The real fly in the ointment is that SSH and Remote Login are disabled by default, and most users should leave it that way. In addition, hopefully users, Mac and PC, are using routers with firewalls that will block this type of command-line access to their computers. If they do have a hardware firewall in place, most Mac users would then have an iP address which isn’t directly accessible from the internet, as the IP address on the “home” side of network is randomly assigned from a range of addresses which can’t be routed on the internet. Contrary to B. Jefferson Le Blanc’s comments, while your ISP assigns an IP address to your hardware connection, it can change, but may not for may users. Cable users in particular, will have an IP address (for their cable modem or router connection to the internet) that isn’t likely to change very often if ever. But even then, B. Jefferson Le Blanc is correct in that you would have to create a tunnel through that modem/router barrier to your computer. It seems too many things have to fall in into place for the SSH to work as an adequate backup to turning on remote access or screen sharing.
This is a great tip, thanks.
First, When doing screen sharing I already have network access to the computer. Either because it has a public IP, is on a VPN, or both computers are on the same LAN. So that is not an issue.
However, instead of using the Screen Sharing app I always use Apple Remote Desktop. Because of that I only need to turn on Remote Management as with Apple Remote Desktop Screen Sharing is controlled by Remote Management. Always make sure Remote Login is OFF to reduce any attempts to hack into the computer using SSH as telnet is a much more accessible client than Apple Remote Desktop.
Frankly, much of this is “don’t try this at home” territory for all but power users. Indeed, it’s usually the domain of IT professionals. That said, Topher does offer advice here for “experts” from time to time, stuff that most of us will not or should not use on our own. He respects that we can determine for ourselves which tips are for us, without arbitrarily labeling them. And he gives us room to express our concerns and ask questions, though it’s often up to other users to answer those questions.
As for users blocking SSH, that’s a wise policy in general to stop hackers, but the fact is many legitimate support services, including Apple’s, use SSH to assist users in troubleshooting their computers and in doing maintenance and repairs.
The trick is to never respond to anyone calling you asking for access. That’s a common scam and I’ve known people to fall for it. Someone with an Indian accent rings you up claiming they are calling from Windows, saying there are problems they need to help you resolve. If you allow them in, your computer belongs to them—and all the personal data on it. You’re screwed.
If you contact a service provider, which may also be in India, be sure you know they are legitimate before you let them onto your system. Frankly this is a more common issue for Windows users, whose computers may be hinky right out of the box due to all the crapware resellers dump on them.

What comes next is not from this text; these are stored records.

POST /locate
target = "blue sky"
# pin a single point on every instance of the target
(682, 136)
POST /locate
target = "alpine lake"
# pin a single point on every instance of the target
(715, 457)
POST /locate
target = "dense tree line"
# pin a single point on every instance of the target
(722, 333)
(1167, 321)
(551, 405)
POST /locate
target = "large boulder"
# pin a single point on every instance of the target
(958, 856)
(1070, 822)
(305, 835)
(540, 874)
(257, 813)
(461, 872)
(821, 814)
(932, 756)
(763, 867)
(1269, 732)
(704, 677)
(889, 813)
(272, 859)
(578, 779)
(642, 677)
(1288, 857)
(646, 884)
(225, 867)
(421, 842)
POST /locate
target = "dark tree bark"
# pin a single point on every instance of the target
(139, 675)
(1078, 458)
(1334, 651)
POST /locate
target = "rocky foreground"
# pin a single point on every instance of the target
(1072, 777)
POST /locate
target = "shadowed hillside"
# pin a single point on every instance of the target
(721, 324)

I’ve had personal experience with Apple Care warrantee support. Tech support, if you contact them by phone, will direct you to a URL from which you can download an app that will allow them to basically run a screen sharing session with you. They don’t actually do anything to your computer, but rather instruct you what to do using a little red pointer. The app expires when you close out the session. It had no trouble, by the way, with my router firewall, which uses moderate security settings. So it’s a smart little critter. Other services may be more intrusive. Even Back-to-My-Mac is more powerful, or can be. But it uses your iCloud account for access so is, hopefully, more secure than SSH in general.
Of course, if you use a VPN, that too should be password secured.